Because Plan B One-Step no longer works once embryonic implantation has occurred, it is necessarily a form of birth control, under this first definition of pregnancy, not a drug that induces abortion (an abortifacient).
The pro-life movement, by contrast, defines a pregnancy as beginning at the moment of fertilization. On this definition, an abortion can occur at any time after a sperm cell has fertilized an egg cell. Plan B One-Step can work by preventing ovulation or fertilization, both of which would qualify the drug as birth control under both of the competing definitions of pregnancy.
If fertilization does occur, however, Plan B One-Step can still work, by preventing implantation and thereby ending the life of a fertilized egg, thus terminating what the pro-life movement views as an extant pregnancy. In such cases, Plan B One-Step induces what the pro-life movement understands as a very early abortion. For this reason, the pro-life movement sees OTC availability of emergency contraception as facilitating access to abortion.
Some readers may be wondering why this semantic dispute matters. The facts about how the morning after pill works remain the same, whether we characterize the drug as pure birth control or whether we characterize it as a multi-function pharmaceutical that sometimes causes a very early abortion. Either way, the FDA has approved the drug as safe and effective. And either way, the drug is currently legal and available to women and girls.

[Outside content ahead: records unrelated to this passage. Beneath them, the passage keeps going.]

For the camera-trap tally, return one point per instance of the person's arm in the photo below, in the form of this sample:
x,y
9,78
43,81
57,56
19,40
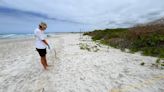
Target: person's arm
x,y
46,43
41,37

The only question before the FDA was whether or not girls under seventeen will be able to purchase the drug without a prescription. The answer to that question does not have any obvious connection to the separate issue of whether preventing implantation is better characterized as “birth control” or as “abortion.”
Despite the logical disconnect between the definition of abortion and the OTC question, however, the dispute over the definition of abortion may nonetheless have played an important role in motivating Secretary Sebelius’s decision to overrule the FDA. Is she pro-life? I tend to doubt it. But an election is coming up, and she may be hoping to spare President Obama a Republican sound bite that accuses him of approving “over the counter abortions for American twelve-year-olds.”
If that calculation was indeed part of the thinking that led to Secretary Sebelius’s decision, I am doubly disappointed. First, for the reasons discussed above, I believe that the Secretary of HHS has inflicted a harm on vulnerable young girls by directing the FDA to deny girls under seventeen OTC availability of the morning after pill. And second, I expect that the decision will have no measurable impact on President Obama’s 2012 bid for reelection. Only young girls too young to vote will feel the impact of this decision. And to sacrifice their interests to appeal to voters who would not have supported Obama anyway blends cynicism and futility in a toxic mix.